Yes, learns Kevin, when he meets Eric Cross, the conductor of the long-established Bach Choir. In the 1930s, Doris was a highly regarded soprano who sang in BBC radio broadcasts. She also performed at Newcastle City Hall, a venue that’s dear to Kevin from his days as a folk singer. “I really feel like I’m in contact with her through this,” says Kevin as he sits in the theatre’s auditorium.
Doris’s father, Frederick, was a dynamic entrepreneur. Starting with a single fish shop, Frederick capitalised on a boom in herring to build up a thriving business and left the equivalent of £2 million in today’s money in his will.
Turning to his father’s relatives, Kevin begins in a city he knows well, Oxford. It’s here that his great great grandfather, Archbishop Richard Whately, was a prominent academic in the early 19th century. Kevin’s brother, Frank, has a family tree compiled by Kevin’s father, naval commander Richard. It largely shows generations of clergymen, but one name stands out – who was Thomas Whately, a ‘turkey merchant’ and Archbishop Richard’s grandfather?
He was a considerable figure. At the Mercers’ Hall in the City of London, Kevin learns that Thomas didn’t deal in poultry but was apprenticed to the Levant Company, which traded in Turkey, Syria and Palestine. He did so well that, in the middle of the 18th century, he became a director of the Bank of England.
Thomas was married to Mary Thompson and it’s through her family that Kevin traces his family back even further. Mary was descended from Robert Thompson, one of four puritan brothers who rose to prominence during the Commonwealth in the 17th century, when England was briefly a republic.

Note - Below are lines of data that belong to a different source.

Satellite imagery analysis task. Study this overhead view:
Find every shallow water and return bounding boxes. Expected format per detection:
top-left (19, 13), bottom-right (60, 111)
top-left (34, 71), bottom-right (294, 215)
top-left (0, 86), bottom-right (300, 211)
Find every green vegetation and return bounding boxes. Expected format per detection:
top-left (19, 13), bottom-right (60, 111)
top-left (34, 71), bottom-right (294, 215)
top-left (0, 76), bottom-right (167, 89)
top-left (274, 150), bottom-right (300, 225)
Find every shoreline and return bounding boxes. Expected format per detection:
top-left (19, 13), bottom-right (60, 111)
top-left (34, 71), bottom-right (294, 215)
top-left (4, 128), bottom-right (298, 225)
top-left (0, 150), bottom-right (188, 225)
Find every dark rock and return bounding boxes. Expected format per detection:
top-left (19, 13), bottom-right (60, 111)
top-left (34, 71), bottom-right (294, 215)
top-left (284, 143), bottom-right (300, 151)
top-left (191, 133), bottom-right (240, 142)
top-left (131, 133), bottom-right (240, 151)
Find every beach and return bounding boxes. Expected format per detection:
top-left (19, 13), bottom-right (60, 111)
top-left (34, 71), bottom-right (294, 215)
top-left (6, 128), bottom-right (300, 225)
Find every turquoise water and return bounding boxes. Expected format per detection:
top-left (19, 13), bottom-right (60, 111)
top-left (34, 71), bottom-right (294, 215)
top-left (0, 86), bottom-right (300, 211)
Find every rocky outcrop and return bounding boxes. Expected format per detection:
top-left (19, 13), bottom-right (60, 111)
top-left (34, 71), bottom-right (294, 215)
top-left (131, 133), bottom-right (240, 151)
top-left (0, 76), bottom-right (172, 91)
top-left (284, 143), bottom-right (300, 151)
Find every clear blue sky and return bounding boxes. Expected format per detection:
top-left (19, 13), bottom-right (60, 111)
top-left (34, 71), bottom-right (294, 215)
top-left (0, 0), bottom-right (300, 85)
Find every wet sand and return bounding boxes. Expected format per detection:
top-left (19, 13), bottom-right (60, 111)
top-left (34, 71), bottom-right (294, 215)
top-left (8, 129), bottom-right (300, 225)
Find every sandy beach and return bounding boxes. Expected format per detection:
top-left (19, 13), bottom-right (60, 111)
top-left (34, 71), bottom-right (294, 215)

The Thompsons made their money in the New World. Kevin’s direct ancestor, Robert Thompson, was the brother of Maurice, who in 1632 shared a monopoly on the lucrative tobacco trade from Virginia. To Kevin’s discomfort, he also learns the Thompsons were heavily involved in the slave trade.
When the Civil War broke out, Robert became a Major in the Army of the Eastern Association. His commanding officer was Oliver Cromwell and the families were close. After the war, Robert played a key role in building up the fleet as a Navy Commissioner. Samuel Pepys mentions Robert in his famous diary.
It’s the end of Kevin’s research. He’s both staggered to have found such famous ancestors and quietly relieved not to have inherited a stately home purchased with the proceeds of the slave trade. “It’s been really overwhelming,” he concludes. “It’s a very strange, surreal feeling knowing that you’re connected by blood to these people.”